Can a norm take value $+\infty$? I think topology and convergence are what I had in mind. If we modify the definition of a norm to allow it take $\infty$, in such a generalized norm space, does it induce a topology, so that we can talk about convergence relative to the generalized norm being equivalent to convergence relative the induced topology?
My question comes from an example: can $\|\cdot \|_1$ be defined on all measurable functions which are allowed to have infinite integrals not just finite integrals?
Thanks!
Solution 1:
The definition of the norm over some linear space $V$ explicitly says that $\|\cdot\|:V\to\Bbb R_+$ which means that there does not exist any $x\in V$ such that $\|x\| = \infty$. This makes $V$ to be a normed space, and the fact that $\|\cdot\|$ has a finite range is important each time you deal with a norm.
However, when we are already working with some linear space, say $V = \mathfrak B([0,1])$ being the space of all Borel-measurable functions with a domain $[0,1]$, we cannot always make exactly this space to be a normed space. What we can do instead is to introduce a norm-like function $\|\cdot\|'$ on $V$ with a range $[0,\infty]$ and define $$ V':=\{x\in B:\|x\|'<\infty\}\tag{1} $$ to be the normed space, which is a linear subspace of $V$. For example, we can say that $$ \|x\|':=\sup_{t\in [0,1]}|x(t)| $$ which is not a norm on $V = \mathfrak B(\Bbb R)$ since for $x(t) = 1_{t>0}\cdot\frac1t$ we have $\|x\|' = \infty$. However, when restricted to $V'$ - the space of all measurable functions whose $\|\cdot\|'$ is bounded, it is a norm.
The very same argument applies to the norm $\|\cdot\|_1$:
You pick up a candidate linear space $V$ to introduce a norm over, e.g. a space of measurable functions.
You introduce a candidate $\|\cdot\|'$ for a norm, which can take infinite values.
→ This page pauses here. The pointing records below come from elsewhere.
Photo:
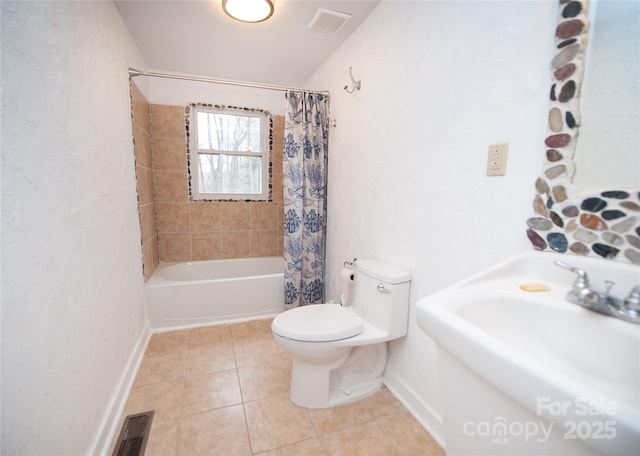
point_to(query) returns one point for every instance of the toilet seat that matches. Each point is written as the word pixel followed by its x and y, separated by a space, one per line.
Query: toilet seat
pixel 317 323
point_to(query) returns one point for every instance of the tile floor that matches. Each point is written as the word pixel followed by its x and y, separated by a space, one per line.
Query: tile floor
pixel 224 390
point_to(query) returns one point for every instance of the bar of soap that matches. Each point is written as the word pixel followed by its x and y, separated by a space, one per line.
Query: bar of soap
pixel 534 287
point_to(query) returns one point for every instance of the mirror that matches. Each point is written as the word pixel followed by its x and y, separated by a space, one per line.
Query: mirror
pixel 588 201
pixel 607 153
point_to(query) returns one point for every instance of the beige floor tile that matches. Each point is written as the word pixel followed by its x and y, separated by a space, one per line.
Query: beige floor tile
pixel 275 422
pixel 210 391
pixel 250 352
pixel 311 447
pixel 383 403
pixel 163 439
pixel 263 380
pixel 251 329
pixel 210 335
pixel 408 437
pixel 170 342
pixel 161 367
pixel 364 439
pixel 215 432
pixel 210 358
pixel 164 395
pixel 334 419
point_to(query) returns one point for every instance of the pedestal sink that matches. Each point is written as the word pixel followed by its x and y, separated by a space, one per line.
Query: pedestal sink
pixel 527 372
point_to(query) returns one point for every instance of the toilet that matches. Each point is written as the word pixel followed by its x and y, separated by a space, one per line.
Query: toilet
pixel 340 352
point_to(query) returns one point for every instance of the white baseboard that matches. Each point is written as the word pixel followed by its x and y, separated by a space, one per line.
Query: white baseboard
pixel 111 418
pixel 421 411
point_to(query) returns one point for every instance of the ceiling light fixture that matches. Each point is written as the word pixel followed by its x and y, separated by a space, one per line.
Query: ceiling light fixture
pixel 249 10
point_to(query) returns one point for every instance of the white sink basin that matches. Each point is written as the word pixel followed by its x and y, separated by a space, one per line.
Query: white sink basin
pixel 538 348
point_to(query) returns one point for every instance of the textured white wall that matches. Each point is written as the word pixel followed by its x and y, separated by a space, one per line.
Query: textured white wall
pixel 72 286
pixel 407 162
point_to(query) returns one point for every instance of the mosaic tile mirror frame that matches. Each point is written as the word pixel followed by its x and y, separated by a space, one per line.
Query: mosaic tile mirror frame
pixel 568 219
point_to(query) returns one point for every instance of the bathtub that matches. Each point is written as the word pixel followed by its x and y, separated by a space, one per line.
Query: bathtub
pixel 200 293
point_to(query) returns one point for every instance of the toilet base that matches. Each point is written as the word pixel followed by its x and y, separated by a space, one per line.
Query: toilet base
pixel 355 375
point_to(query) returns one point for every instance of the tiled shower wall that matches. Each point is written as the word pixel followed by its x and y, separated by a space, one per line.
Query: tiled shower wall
pixel 199 230
pixel 140 115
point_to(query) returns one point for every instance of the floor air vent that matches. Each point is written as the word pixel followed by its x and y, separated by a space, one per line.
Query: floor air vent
pixel 134 435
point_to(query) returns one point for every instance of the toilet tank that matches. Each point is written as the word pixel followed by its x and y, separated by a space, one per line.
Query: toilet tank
pixel 381 296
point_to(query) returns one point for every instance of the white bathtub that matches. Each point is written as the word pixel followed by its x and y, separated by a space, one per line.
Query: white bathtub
pixel 199 293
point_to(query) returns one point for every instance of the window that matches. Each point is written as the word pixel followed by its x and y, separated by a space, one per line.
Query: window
pixel 230 152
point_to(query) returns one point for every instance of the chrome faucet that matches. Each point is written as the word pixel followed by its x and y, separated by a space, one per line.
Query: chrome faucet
pixel 601 301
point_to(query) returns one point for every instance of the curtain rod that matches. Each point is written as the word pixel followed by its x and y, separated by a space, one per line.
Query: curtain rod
pixel 133 73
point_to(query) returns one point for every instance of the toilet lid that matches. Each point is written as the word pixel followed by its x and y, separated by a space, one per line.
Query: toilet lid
pixel 317 323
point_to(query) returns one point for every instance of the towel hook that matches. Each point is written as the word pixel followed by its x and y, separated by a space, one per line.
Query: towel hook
pixel 355 85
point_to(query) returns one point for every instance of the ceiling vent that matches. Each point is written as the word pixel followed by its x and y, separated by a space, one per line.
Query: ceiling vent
pixel 328 21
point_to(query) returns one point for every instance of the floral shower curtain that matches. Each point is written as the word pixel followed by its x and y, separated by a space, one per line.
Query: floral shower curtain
pixel 305 183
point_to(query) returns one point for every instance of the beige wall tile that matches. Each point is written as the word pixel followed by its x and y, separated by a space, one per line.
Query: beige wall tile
pixel 173 217
pixel 264 243
pixel 264 216
pixel 206 245
pixel 170 187
pixel 205 216
pixel 169 154
pixel 174 246
pixel 144 177
pixel 167 121
pixel 235 216
pixel 142 146
pixel 147 222
pixel 139 108
pixel 149 257
pixel 236 244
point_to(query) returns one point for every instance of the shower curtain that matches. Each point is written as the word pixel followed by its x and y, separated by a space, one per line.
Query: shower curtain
pixel 305 182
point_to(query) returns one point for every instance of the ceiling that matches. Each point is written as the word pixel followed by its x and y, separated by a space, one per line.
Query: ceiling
pixel 198 38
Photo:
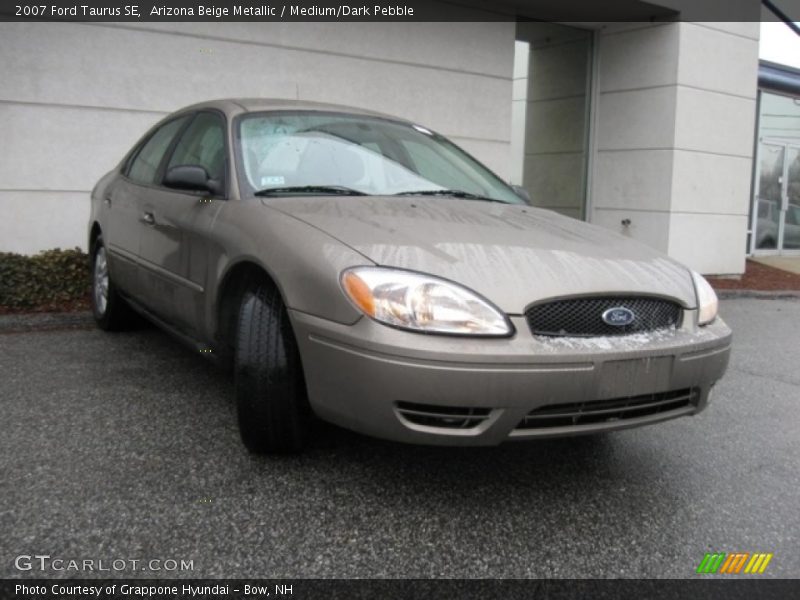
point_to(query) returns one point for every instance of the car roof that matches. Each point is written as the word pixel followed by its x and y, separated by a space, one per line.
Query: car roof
pixel 233 106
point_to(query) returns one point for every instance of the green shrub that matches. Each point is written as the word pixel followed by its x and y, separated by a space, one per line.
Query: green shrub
pixel 53 279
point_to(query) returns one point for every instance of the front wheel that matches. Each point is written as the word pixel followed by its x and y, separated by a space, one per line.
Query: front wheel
pixel 271 398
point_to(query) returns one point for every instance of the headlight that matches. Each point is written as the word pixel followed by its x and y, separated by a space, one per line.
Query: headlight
pixel 707 302
pixel 422 302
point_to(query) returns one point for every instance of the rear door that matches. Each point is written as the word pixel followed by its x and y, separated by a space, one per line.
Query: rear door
pixel 175 242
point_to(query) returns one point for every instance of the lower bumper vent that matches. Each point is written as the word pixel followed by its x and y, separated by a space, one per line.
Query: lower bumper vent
pixel 601 411
pixel 443 417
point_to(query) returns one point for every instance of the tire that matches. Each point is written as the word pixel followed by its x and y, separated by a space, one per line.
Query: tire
pixel 110 311
pixel 271 400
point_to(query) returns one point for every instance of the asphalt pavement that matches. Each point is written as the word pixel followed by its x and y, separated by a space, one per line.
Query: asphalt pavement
pixel 125 447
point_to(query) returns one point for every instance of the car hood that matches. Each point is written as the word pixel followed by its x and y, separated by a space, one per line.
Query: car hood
pixel 512 255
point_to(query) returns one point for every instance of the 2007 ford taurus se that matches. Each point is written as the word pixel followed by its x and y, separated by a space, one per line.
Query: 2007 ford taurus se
pixel 364 269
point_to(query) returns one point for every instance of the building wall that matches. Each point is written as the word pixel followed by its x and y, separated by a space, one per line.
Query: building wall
pixel 674 134
pixel 76 96
pixel 550 115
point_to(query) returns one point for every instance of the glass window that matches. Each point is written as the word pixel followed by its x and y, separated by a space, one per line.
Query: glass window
pixel 144 167
pixel 371 155
pixel 202 144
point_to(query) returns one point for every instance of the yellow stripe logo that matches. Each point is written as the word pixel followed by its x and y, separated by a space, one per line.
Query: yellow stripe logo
pixel 734 563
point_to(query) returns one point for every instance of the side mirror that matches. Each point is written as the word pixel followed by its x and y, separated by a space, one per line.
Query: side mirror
pixel 522 193
pixel 191 177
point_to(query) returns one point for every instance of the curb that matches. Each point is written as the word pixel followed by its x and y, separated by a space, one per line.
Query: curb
pixel 760 294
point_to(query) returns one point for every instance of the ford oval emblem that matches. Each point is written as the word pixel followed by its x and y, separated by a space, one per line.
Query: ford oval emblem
pixel 619 316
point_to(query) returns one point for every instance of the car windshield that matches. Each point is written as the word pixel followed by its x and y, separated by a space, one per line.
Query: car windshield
pixel 282 154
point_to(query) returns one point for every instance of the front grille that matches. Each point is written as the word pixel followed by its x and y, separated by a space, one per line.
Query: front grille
pixel 604 411
pixel 583 317
pixel 445 417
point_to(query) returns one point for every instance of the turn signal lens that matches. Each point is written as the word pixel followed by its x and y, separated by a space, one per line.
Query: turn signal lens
pixel 422 303
pixel 707 303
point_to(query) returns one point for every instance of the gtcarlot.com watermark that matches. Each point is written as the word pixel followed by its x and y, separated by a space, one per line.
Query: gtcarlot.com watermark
pixel 47 563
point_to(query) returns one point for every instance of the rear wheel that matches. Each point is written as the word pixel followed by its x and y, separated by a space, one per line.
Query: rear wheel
pixel 271 398
pixel 109 309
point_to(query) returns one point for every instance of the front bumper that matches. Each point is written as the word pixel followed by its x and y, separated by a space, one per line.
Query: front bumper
pixel 380 381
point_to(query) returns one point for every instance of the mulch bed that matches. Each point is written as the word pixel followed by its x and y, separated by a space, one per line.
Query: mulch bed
pixel 77 305
pixel 759 277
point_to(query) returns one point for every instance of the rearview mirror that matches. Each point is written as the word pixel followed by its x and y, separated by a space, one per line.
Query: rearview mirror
pixel 522 193
pixel 191 177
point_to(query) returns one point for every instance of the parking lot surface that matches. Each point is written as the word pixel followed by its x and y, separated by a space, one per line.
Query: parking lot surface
pixel 125 446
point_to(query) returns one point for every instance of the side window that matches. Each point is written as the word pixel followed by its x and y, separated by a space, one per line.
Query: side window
pixel 144 167
pixel 202 144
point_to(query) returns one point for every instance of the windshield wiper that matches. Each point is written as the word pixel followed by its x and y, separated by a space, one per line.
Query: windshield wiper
pixel 452 193
pixel 310 189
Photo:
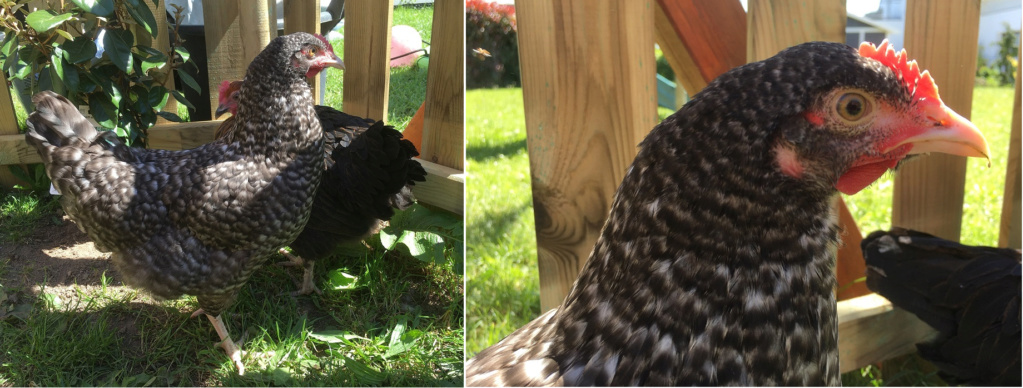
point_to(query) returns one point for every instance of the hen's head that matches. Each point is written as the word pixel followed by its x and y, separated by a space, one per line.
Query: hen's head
pixel 834 117
pixel 228 97
pixel 303 53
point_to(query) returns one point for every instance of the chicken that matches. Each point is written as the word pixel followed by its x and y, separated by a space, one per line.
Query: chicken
pixel 196 221
pixel 716 263
pixel 971 295
pixel 368 173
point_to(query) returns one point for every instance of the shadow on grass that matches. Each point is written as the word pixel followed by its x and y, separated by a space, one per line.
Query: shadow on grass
pixel 486 153
pixel 493 228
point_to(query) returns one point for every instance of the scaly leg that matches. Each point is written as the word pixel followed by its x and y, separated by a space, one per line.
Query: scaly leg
pixel 225 340
pixel 307 282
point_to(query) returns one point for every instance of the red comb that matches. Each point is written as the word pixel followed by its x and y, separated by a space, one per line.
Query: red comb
pixel 921 85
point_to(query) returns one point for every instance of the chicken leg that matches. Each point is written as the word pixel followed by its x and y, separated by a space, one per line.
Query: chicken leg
pixel 307 287
pixel 226 343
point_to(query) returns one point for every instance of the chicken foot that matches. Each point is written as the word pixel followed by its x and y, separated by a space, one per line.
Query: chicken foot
pixel 308 286
pixel 226 343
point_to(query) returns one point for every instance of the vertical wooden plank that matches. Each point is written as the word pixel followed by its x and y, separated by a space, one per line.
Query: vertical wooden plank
pixel 929 190
pixel 444 125
pixel 1010 232
pixel 303 15
pixel 8 126
pixel 235 32
pixel 701 39
pixel 163 43
pixel 367 51
pixel 584 119
pixel 777 25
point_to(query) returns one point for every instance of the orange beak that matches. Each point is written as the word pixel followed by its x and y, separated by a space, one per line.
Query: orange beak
pixel 947 133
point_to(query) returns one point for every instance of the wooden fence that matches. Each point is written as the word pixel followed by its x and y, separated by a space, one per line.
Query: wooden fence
pixel 584 118
pixel 237 30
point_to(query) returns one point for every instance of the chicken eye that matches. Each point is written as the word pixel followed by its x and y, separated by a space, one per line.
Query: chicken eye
pixel 852 106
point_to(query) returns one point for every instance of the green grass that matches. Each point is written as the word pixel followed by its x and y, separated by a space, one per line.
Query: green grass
pixel 408 85
pixel 502 286
pixel 400 325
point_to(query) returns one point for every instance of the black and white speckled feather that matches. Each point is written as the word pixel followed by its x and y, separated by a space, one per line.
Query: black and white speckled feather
pixel 196 221
pixel 714 267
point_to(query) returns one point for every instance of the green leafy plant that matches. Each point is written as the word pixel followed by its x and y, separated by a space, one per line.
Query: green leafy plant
pixel 125 85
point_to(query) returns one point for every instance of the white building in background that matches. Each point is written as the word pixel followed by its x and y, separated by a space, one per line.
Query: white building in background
pixel 890 17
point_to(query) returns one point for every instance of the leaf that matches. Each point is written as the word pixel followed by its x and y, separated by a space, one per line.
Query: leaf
pixel 141 13
pixel 183 52
pixel 42 20
pixel 98 7
pixel 79 50
pixel 181 98
pixel 170 117
pixel 64 34
pixel 118 47
pixel 158 97
pixel 102 111
pixel 187 80
pixel 342 282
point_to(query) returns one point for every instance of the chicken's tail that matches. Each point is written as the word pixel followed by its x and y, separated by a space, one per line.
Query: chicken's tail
pixel 971 295
pixel 65 140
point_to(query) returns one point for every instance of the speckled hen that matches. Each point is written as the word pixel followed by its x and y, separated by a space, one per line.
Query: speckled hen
pixel 716 263
pixel 196 221
pixel 368 173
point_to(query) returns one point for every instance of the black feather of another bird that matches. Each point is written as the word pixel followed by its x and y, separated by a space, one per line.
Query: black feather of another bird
pixel 369 174
pixel 971 295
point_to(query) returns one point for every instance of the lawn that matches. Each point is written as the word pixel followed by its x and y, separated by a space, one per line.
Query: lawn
pixel 72 321
pixel 502 285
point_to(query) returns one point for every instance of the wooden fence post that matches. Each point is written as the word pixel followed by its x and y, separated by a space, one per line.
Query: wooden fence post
pixel 698 49
pixel 367 57
pixel 235 32
pixel 1010 232
pixel 443 120
pixel 587 75
pixel 8 126
pixel 303 15
pixel 929 190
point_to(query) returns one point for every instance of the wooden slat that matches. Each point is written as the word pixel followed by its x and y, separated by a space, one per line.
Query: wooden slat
pixel 235 32
pixel 929 190
pixel 163 43
pixel 776 25
pixel 444 187
pixel 444 124
pixel 9 153
pixel 584 119
pixel 870 330
pixel 303 15
pixel 1010 232
pixel 367 57
pixel 701 39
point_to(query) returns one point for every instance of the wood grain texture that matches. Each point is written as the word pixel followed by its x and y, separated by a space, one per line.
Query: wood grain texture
pixel 235 32
pixel 303 15
pixel 10 153
pixel 588 89
pixel 162 42
pixel 777 25
pixel 444 187
pixel 712 35
pixel 928 194
pixel 444 124
pixel 367 57
pixel 1010 232
pixel 870 330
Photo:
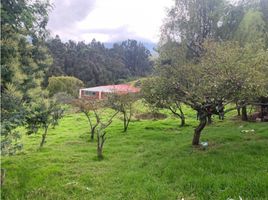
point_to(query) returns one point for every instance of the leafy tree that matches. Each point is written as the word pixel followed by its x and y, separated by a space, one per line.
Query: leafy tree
pixel 24 58
pixel 101 133
pixel 160 93
pixel 42 113
pixel 12 114
pixel 90 108
pixel 123 103
pixel 68 84
pixel 94 111
pixel 96 65
pixel 226 71
pixel 192 22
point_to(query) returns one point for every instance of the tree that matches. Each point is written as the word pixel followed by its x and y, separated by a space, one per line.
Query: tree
pixel 12 115
pixel 191 22
pixel 224 72
pixel 90 108
pixel 42 113
pixel 160 93
pixel 24 58
pixel 123 103
pixel 68 84
pixel 98 122
pixel 101 133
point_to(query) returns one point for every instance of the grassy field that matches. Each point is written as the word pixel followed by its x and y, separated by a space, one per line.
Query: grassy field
pixel 154 160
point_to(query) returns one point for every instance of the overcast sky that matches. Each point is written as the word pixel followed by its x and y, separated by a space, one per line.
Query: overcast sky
pixel 108 20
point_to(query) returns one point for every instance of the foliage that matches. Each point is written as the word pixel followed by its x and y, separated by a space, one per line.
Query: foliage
pixel 160 93
pixel 153 161
pixel 12 116
pixel 123 103
pixel 192 22
pixel 24 61
pixel 225 72
pixel 96 65
pixel 41 114
pixel 68 84
pixel 91 110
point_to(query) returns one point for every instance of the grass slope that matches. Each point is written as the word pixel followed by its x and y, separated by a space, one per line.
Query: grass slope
pixel 154 160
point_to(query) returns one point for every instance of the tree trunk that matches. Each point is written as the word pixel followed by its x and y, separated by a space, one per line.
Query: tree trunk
pixel 44 137
pixel 99 152
pixel 209 120
pixel 238 112
pixel 100 142
pixel 182 120
pixel 92 133
pixel 125 123
pixel 238 109
pixel 198 130
pixel 244 113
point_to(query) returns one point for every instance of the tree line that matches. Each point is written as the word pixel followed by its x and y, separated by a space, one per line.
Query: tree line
pixel 95 64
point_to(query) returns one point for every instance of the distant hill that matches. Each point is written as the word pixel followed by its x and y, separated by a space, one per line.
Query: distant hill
pixel 149 45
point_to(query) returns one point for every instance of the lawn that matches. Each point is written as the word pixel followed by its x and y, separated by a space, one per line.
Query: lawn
pixel 153 160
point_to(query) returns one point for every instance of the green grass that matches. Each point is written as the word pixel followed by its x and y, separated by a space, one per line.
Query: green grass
pixel 154 160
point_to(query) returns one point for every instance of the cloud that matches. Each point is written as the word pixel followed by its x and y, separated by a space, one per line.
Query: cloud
pixel 67 13
pixel 108 20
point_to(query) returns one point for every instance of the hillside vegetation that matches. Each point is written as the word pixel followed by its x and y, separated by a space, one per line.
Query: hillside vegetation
pixel 153 160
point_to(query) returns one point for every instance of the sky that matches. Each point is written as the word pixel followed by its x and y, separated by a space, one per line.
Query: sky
pixel 108 20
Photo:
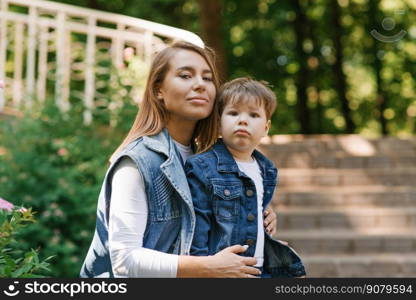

Note that in such case $\|\cdot\|'$ is not a norm, and thus $(V,\|\cdot\|')$ is not a normed space.
You define $V'\subseteq V$ according to $(1)$ and then show that $(V',\|\cdot\|')$ is a normed space.
Solution 2:
Norms with infinite values are discussed here, where they are called extended norms.
As pointed out in Anguepa's answer, extended norms $||\cdot||$ define extended metrics $d(x,y)=||x-y||$ which define topologies generated by balls $B_x^r=\{y\in V:d(x,y)<r\}$ in the usual way. However, this topology will be disconnected if $||x||=\infty$ for any $x\in V$. In fact, if the scalar field $F$ is $\mathbb{R}$ or $\mathbb{C}$ then the connected components will be precisely the equivalence classes defined by the relation $||x-y||<\infty$, as mentioned in the link above. In particular, any $x\in V$ with $||x||=\infty$ will span a discrete one dimesional subspace, something which never happens in a (finitely) normed real or complex vector space.
Alternatively, one might consider the topology generated by holes $H_x^r=\{y\in V:d(x,y)>r\}$, but this has its own weird properties. For example, the hole topology on $\mathbb{R}$ is $T_1$ but not Hausdorff and even hyperconnected in that there are no disjoint non-empty open subsets.
Generally, when dealing with a vector space without a canonical (finite) norm, one tends to find other ways to define topologies with natural convergence properties. For example, with measurable functions you might consider convergence in measure which, while not defined by a norm, is at least defined by a metric.